3.4. Data Containers
A third, and very important part of the AstroData core package is the data
container. We have chosen to extend Astropy’s NDData
with our own
requirements, particularly lazy-loading of data using by opening the FITS files
in read-only, memory-mapping mode, and exploiting the windowing capability of
astropy.io.fits
(using section
) to reduce our memory requirements, which
becomes important when reducing data (e.g., stacking).
We’ll describe here how we depart from NDData
, and how do we integrate the
data containers with the rest of the package. Please refer to NDData
for the
full interface.
Our main data container is astrodata.NDAstroData
. Fundamentally, it is
a derivative of astropy.nddata.NDData
, plus a number of mixins to add
functionality:
class NDAstroData(AstroDataMixin, NDArithmeticMixin, NDSlicingMixin, NDData):
...
This allows us out of the box to have proper arithmetic with error propagation, and slicing the data with the array syntax.
Our first customization is NDAstroData.__init__
. It relies mostly on the
upstream initialization, but customizes it because our class is initialized
with lazy-loaded data wrapped around a custom class
(astrodata.fits.FitsLazyLoadable
) that mimics a astropy.io.fits
HDU
instance just enough to play along with NDData
’s initialization code.
FitsLazyLoadable
is an integral part of our memory-mapping scheme, and
among other things it will scale data on the fly, as memory-mapped FITS data
can only be read unscaled.

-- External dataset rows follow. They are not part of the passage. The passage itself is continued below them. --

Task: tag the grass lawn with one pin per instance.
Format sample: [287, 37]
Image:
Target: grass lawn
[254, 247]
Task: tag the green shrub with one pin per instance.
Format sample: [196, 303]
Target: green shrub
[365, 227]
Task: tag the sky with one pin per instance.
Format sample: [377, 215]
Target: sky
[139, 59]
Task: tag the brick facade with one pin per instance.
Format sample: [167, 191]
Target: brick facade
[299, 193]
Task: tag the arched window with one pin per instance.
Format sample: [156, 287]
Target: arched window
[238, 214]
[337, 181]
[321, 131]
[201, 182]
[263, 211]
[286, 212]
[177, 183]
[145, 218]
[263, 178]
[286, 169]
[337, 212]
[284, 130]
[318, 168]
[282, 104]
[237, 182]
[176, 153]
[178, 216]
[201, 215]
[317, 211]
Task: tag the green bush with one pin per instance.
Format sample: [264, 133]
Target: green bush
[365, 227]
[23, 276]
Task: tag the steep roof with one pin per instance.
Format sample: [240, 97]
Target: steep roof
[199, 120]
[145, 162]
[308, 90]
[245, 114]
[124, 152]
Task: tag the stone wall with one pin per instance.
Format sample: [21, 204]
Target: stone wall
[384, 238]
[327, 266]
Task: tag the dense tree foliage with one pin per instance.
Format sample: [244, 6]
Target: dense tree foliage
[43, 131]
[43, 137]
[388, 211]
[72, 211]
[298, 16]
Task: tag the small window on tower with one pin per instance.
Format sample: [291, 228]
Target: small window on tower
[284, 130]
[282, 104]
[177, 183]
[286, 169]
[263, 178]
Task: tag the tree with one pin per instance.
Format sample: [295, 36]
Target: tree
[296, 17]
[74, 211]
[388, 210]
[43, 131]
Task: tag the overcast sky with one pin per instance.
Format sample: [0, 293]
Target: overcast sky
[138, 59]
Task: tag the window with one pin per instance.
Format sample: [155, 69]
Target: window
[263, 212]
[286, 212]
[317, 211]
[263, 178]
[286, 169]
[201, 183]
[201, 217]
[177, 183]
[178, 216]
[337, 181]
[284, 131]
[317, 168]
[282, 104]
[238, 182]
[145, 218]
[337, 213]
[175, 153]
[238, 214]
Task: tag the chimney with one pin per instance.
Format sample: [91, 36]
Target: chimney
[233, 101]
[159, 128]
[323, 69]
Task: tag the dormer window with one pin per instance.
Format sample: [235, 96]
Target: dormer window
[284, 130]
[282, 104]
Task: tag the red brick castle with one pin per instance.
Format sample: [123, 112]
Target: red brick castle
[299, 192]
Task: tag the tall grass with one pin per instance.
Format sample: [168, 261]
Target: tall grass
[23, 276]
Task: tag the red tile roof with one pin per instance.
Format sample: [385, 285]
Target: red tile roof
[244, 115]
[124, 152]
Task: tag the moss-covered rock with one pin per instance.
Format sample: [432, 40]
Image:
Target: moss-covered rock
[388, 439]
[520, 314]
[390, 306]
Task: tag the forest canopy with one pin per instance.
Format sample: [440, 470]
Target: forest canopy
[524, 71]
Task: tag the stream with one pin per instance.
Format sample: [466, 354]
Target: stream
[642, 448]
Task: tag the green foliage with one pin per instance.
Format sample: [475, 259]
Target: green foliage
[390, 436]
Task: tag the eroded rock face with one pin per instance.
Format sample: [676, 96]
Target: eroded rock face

Our NDAstroData redefines the properties data
,
uncertainty
, and mask
, in two ways:
To deal with the fact that our class is storing
FitsLazyLoadable
instances, not arrays, asNDData
would expect. This is to keep data out of memory as long as possible.To replace lazy-loaded data with a real in-memory array, under certain conditions (e.g., if the data is modified, as we won’t apply the changes to the original file!)
Our obsession with lazy-loading and discarding data is directed to reduce memory fragmentation as much as possible. This is a real problem that can hit applications dealing with large arrays, particularly when using Python. Given the choice to optimize for speed or for memory consumption, we’ve chosen the latter, which is the more pressing issue.
We’ve added another new property, window
, that can be used to
explicitly exploit the astropy.io.fits
’s section
property, to (again)
avoid loading unneeded data to memory. This property returns an instance of
NDWindowing
which, when sliced, in turn produces an instance of
NDWindowingAstroData
, itself a proxy of NDAstroData
. This scheme may
seem complex, but it was deemed the easiest and cleanest way to achieve the
result that we were looking for.
The base NDAstroData
class provides the memory-mapping functionality,
with other important behaviors added by the AstroDataMixin
, which can
be used with other NDData
-like classes (such as Spectrum1D
) to add
additional convenience.
One addition is the variance
property, which allows direct access and
setting of the data’s uncertainty, without the user needing to explicitly wrap
it as an NDUncertainty
object. Internally, the variance is stored as an
ADVarianceUncertainty
object, which is subclassed from Astropy’s standard
VarianceUncertainty
class with the addition of a check for negative values
whenever the array is accessed.
NDAstroDataMixin
also changes the default method of combining the mask
attributes during arithmetic operations from logical_or
to bitwise_or
,
since the individual bits in the mask have separate meanings.
The way slicing affects the wcs
is also changed since DRAGONS regularly
uses the callable nature of gWCS
objects and this is broken by the standard
slicing method.
Finally, the additional image planes and tables stored in the meta
dict
are exposed as attributes of the NDAstroData
object, and any image planes
that have the same shape as the parent NDAstroData
object will be handled
by NDWindowingAstroData
. Sections will be ignored when accessing image
planes with a different shape, as well as tables.
Note
We expect to make changes to NDAstroData
in future releases. In particular,
we plan to make use of the unit
attribute provided by the
NDData
class and increase the use of memory-mapping by default. These
changes mostly represent increased functionality and we anticipate a high
(and possibly full) degree of backward compatibility.